How Much Is Music Really Worth? - evo_9
http://pitchfork.com/features/articles/9628-how-much-is-music-really-worth/
======
Nadya
How much is a painting really worth?

It depends who painted it. It will also depend on the art collector. I'm not a
big fan of Van Gogh's 'Starry Night' and wouldn't pay a dime for a copy. But I
might pay $50 to commission an artist for a semi-professional sketch of one of
my favorite TV show characters.

Few people would place the same value on the commissioned art. Most would
consider it worthless!

What do paintings and music both have in common? Both are artforms. Both are
heavily reliant on subjective taste. Someone might be willing to pay $15 for a
Taylor Swift album but wouldn't pay $3 for a Slipknot album.

The problem with the music industry is they try to price all music more-or-
less equally. All singles, regardless who made it, are about $1.00 nowadays.
But are all songs worth $1? If an album has 10 tracks is it worth $10 or $12?
Would someone buy an album if they only actually listen to 2 of the songs? Why
buy an album for $12 if they only like $2 worth of the songs?

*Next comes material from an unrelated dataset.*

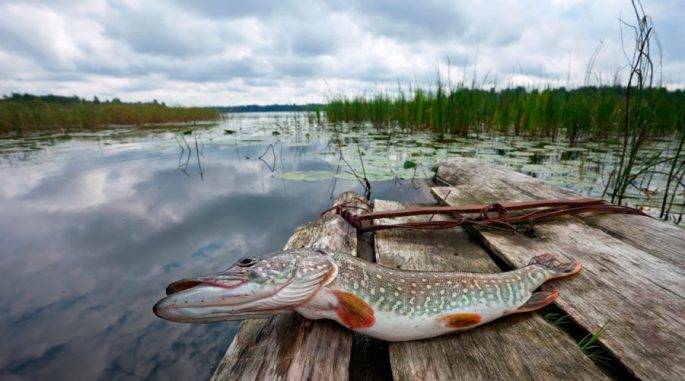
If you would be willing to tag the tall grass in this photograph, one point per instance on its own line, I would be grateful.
(586, 112)
(27, 113)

If I buy the song on iTunes how many hoops do I have to jump through to put
that song on my Android phone? The distribution and control over the music
favors the pirate.

Few people want to order physical CD's because they then have to burn/import
the tracks onto their computer to access the music on their mp3
players/phones. But if they purchase the CD online, through iTunes, they don't
actually own the music! They also get locked into the Apple Ecosystem (see
earlier point about Android).

As for Streams vs Radio. Radio playing the song 16 times might reach 1,000,000
listeners in New York. A stream playing a song 16 times likely reached only 16
people (if only a handful more). So charging "per time the song is played" is
not the correct model if the song is reaching significantly less amount of
people per time played.

TL;DR Distribution is the largest problem. The next largest problem is the
market model. The last problem is art is inherently worthless and is only
given value by a person - and that value changes per person.